なので、私は背景とテキスト部を別のファイルに分けました。テキスト部だけ参照先を変えて翻訳対応すると後の修正も楽になりますし、サイズの節約もできます(メモリは増えるかもしれません)
■使用言語を取得し、画像やテキストのリソースの参照先を変更するプログラムを作っておく
これまでの点を実現するために、リソースの参照を使用言語によって切り替える処理を実装しました。
アプリの初回起動時に使用言語を取得して内部で保持。その後、翻訳データや付随するデータを読み込みます。また、ラベルや画像の翻訳対象オブジェクトとキーが渡されたら、言語に対応したものに変換してあげる関数を実装しました。

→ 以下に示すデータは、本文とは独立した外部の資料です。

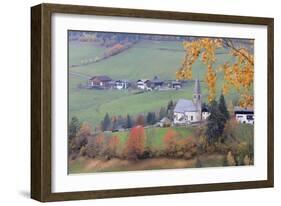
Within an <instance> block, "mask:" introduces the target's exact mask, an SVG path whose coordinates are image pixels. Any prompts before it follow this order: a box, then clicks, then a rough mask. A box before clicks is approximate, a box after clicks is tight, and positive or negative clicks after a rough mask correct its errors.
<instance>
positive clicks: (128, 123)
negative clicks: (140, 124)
mask: <svg viewBox="0 0 281 206" xmlns="http://www.w3.org/2000/svg"><path fill="white" fill-rule="evenodd" d="M126 127H127V128H132V127H133V120H132V118H131V116H130V115H129V114H127V121H126Z"/></svg>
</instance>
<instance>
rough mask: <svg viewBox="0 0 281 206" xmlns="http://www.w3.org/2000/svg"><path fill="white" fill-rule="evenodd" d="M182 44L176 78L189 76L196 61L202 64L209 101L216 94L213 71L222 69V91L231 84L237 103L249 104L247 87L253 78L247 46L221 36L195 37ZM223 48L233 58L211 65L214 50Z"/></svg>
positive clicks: (191, 76) (249, 93)
mask: <svg viewBox="0 0 281 206" xmlns="http://www.w3.org/2000/svg"><path fill="white" fill-rule="evenodd" d="M250 44H252V43H251V42H250ZM183 46H184V49H185V50H186V54H185V57H184V60H183V63H182V66H181V68H180V69H179V71H177V72H176V77H177V79H192V66H193V64H194V63H195V62H196V61H197V60H200V61H201V62H202V63H203V64H204V65H206V72H205V82H206V84H207V88H208V100H209V102H211V101H212V100H214V99H215V97H216V90H217V88H216V87H217V73H218V72H219V71H220V70H223V74H224V82H223V88H222V90H223V93H224V94H227V93H228V91H229V88H230V87H233V88H235V89H236V91H237V92H238V93H239V94H240V100H239V104H240V106H243V107H249V106H253V100H254V99H253V96H252V94H251V87H252V85H253V78H254V57H253V54H252V53H251V51H250V49H249V48H246V47H245V46H238V45H237V44H234V43H233V41H232V40H231V39H224V38H223V39H221V38H196V39H195V40H193V41H185V42H184V43H183ZM223 47H224V48H228V49H229V54H230V55H231V56H233V57H234V61H233V62H229V61H226V62H224V63H222V64H221V65H218V66H217V67H216V68H215V63H216V60H217V59H216V51H217V50H218V49H220V48H223ZM199 57H201V58H200V59H199Z"/></svg>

私の場合、中国語(簡体字)リソースは以下のように配置しました。
おわりに
Pujia8さんによる翻訳によって、中国の方や簡体字の読める海外ユーザーにリーチすることができました。また、中国の配信サイトでは多くのコメントが飛び交っているようにも見えます。自分のゲームで多くの人に反応があるのは嬉しいものです。
もし、中国語に対応しようと思っている開発者の方は、中国語に対応したiOS版も同時にリリースしたほうがいいと思います。中国はiOSの割合が少なくても人口自体が多いので、日本のユーザー並かそれ以上にプレイ人口がいる気がします(もちろん、ゲームのジャンルや内容にもよります)
翻訳や実装、ストア展開などをしてくれたPujia8スタジオさん、そして私に一歩踏み出す勇気をくださったふみさんに、この場をお借りして感謝申し上げます。